4、对于每个超级块调用sync_sb_inodes函数,对于一个超级块中的所有脏inode,逐一刷出同步这些inode中的脏页。这个过程是扫描一个super block中的每一个inode,如果这个inode是脏的inode,调用__writeback_single_inode函数将这个inode中的脏页刷出。
5、最后,对于一个inode中的脏页,调用do_writepages将这些脏页逐一写入到磁盘上面。

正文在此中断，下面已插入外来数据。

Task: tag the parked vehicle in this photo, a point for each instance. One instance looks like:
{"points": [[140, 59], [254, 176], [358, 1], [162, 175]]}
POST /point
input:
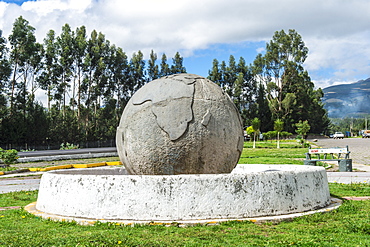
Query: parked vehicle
{"points": [[366, 134], [338, 135]]}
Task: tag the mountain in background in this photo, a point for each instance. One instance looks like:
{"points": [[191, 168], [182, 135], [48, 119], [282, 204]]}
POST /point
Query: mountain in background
{"points": [[348, 100]]}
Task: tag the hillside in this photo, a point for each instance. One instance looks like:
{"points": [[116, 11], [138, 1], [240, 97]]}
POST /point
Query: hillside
{"points": [[348, 99]]}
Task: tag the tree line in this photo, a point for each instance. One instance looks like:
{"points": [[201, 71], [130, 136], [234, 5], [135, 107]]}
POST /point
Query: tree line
{"points": [[88, 82]]}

writeback_inodes(struct writeback_control *wbc)函数实际上就是遍历所有的super_blocks链表上的所有的super_block,然后将每个super_block上的脏页逐一换出。
|
void
writeback_inodes(struct writeback_control *wbc)
{
struct super_block *sb;
might_sleep();
spin_lock(&sb_lock);
restart:
list_for_each_entry_reverse(sb, &super_blocks, s_list)
{
if (sb_has_dirty_inodes(sb))
{
/* we're making our own get_super here */
sb->s_count++;
spin_unlock(&sb_lock);
/*
* If we can't get the readlock, there's no sense in
* waiting around, most of the time the FS is going to
* be unmounted by the time it is released.
*/
if (down_read_trylock(&sb->s_umount))
{
if (sb->s_root)
sync_sb_inodes(sb, wbc);
up_read(&sb->s_umount);
}
spin_lock(&sb_lock);
if (__put_super_and_need_restart(sb))
goto restart;
}
if (wbc->nr_to_write <= 0)
break;
}
spin_unlock(&sb_lock);
}
|
generic_sync_sb_inodes函数是在一个super block上面扫描所有的变脏的inode,并且对每一个脏的inode做刷出的操作,具体分析如下。
|
void generic_sync_sb_inodes(struct super_block *sb,
struct writeback_control *wbc)
{
const unsigned long start = jiffies; /* livelock avoidance */
int sync = wbc->sync_mode == WB_SYNC_ALL;
spin_lock(&inode_lock);
/*
如果不是周期性刷出脏的页面,将s_dirty上的inode,s_more上面的inode都放在s_io上面,
准备在下面的刷出过程中处理s_io上面inode
如果是周期性刷出,那么如果s_io上面不是空,那么稳健的将s_io上的inode刷出后,再将
s_dirty和s_more上面的inode填充到s_io上面
*/
if (!wbc->for_kupdate || list_empty(&sb->s_io))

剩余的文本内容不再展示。